As corporations dissolve borders and escape the bounds of national sovereignty who will speak for the people? Cofi Annan should be praised for his wisdom in looking to the self-organizing communities of civil society for a rebirth of global democracy in the age of global markets. (No doubt NGOWatch will take another position on the "unelected few" who dare call global capital, their politicians and their policy think tanks to account.)
I can't help wondering if the financial scandals rocking the US nonprofit world, and the incipient round of new governmental regulations will be used to curtail civil society organizations that, like those listed on NGOWatch, do not always toe the neoliberal line. The battle for global democracy will be fought by NGOs against not only corporate interests, but the governments they carry in their pocket. Who then issues the NGOs their "permits"? (On a related note, it is hardly reassuring that the ideologically-engaged Justice Department is using its terrorist database and the Patriot Act to hassle and defund the ACLU.)
Playing politics with charity? I think we are seeing only the beginning. I don't know whether to smile or weep that the conservative think tanks are writing about the proper role of charity in a society dominated by business interests and their governmental allies.

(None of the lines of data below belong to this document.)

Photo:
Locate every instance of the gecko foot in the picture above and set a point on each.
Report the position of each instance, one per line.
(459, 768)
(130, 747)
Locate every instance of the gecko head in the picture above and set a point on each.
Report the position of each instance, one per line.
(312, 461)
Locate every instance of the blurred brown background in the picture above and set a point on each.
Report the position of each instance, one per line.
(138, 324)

The freedom to assemble peacefully and form a nonprofit to work toward shared visions of the public good is an essential Constitutional right. I am concerned when policy intellectuals and regulators begin to see these civic organizations as another pawn on their chessboard, divvying them up into "For" and "Against," or seeing them as a cheap way to provide services with somebody else's money. Let's keep "the third sector" as independent as possible, so, as Cofi Anan might agree, it can act as a check and a balance on both government and business.
Where are the think tank policy intellectuals with the courage to blog? Come on. NGOWatch, can we talk? Or would prefer that we, the unelected electors, just listen?